Скульптурная группа «Возрождение Египта» встречала приезжающих в столицу на привокзальной площади Баб-эль-Хадид. В пятидесятые годы ее заменила колоссальная статуя Рамзеса II, а Сфинкс с девушкой перебрались в Гизу, на левый берег Нила, встав перед аллеей пальм, ведущей к главному зданию Каирского университета.

В студенческие годы, идя на лекции в университет, я не раз всматривался в лица Сфинкса и стоящей рядом с ним девушки, словно оживавших в лучах восходящего солнца, и думал о подвиге и трагедии Мухтара. В 1984 году, приехав в очередной раз в Каир, я решил навестить памятник, с которым у меня было связано немало воспоминаний, и прошелся из советского посольства до Университетского моста. Памятник стоял на своем месте, величественно возносясь над какофонией автомобильных гудков и визга тормозов, окуриваемый выхлопными газами. Девушка и лев с лицом человека, как и раньше, смотрели вдаль, на Университетский мост. Но кажется, что их губы тронула ироническая улыбка.

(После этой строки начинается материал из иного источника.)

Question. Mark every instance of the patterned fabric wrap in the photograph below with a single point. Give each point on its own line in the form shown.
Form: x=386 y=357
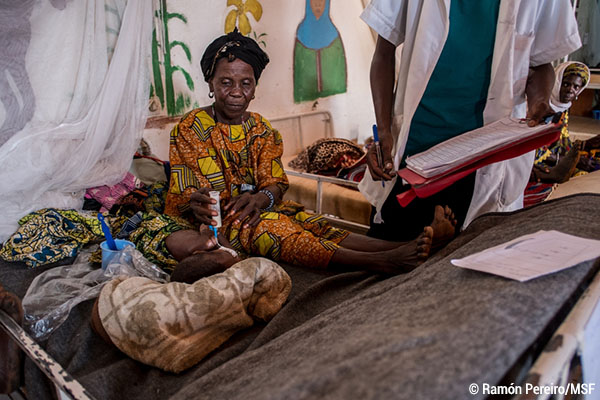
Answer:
x=173 y=326
x=150 y=238
x=50 y=235
x=223 y=157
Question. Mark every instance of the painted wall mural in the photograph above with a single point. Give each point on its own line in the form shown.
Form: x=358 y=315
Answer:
x=319 y=57
x=163 y=69
x=238 y=17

Я подумал о творческом подвиге Махмуда Мухтара. Посмертная трагедия великого ваятеля в том, что «Возрождение Египта» стало символом его родины для иностранцев, для образованных по-западному интеллигентов, но не для масс египтян, живущих системой ценностей и художественными образами ислама. Народ, которому Мухтар отдал жизнь, не узнал себя в его памятнике и не признал в скульпторе выразителя своих чаяний и идеалов. Может быть, пока не узнал и пока не признал. Древнее искусство не трогает живых струн в душах большинства египтян, хотя заслуженно вызывает восхищение и поклонение ценителей. Живое западное искусство, во всяком случае пластика и живопись, все еще остается закрытой книгой для масс.

Возможно, Мухтар был провозвестником синтеза искусства различных народов, цивилизаций и эпох. Но сам синтез—дело будущего. И об этом в восьмидесятые годы говоришь увереннее, чем говорили в двадцатые — тридцатые.

Казалось бы, что вспоминать Махмуда Мухтара, рассказывая о Египте и египтянах сегодняшнего дня! Но и в наши дни нет-нет да и вспыхнут дискуссии о том, что же считать «личностью Египта», кто ее выразитель и толкователь, каково его место в мире и к какой цивилизации он принадлежит.

И за этими, казалось бы, абстрактными спорами кипят живые страсти политики, поиски путей социального и экономического устройства Египта. В наши дни вновь убеждаешься, что не понять современного Египта ни без экскурса в двадцатые — тридцатые годы, ни без спуска в шахту тысячелетий, ни без обращения к его Нилу и его пустыням.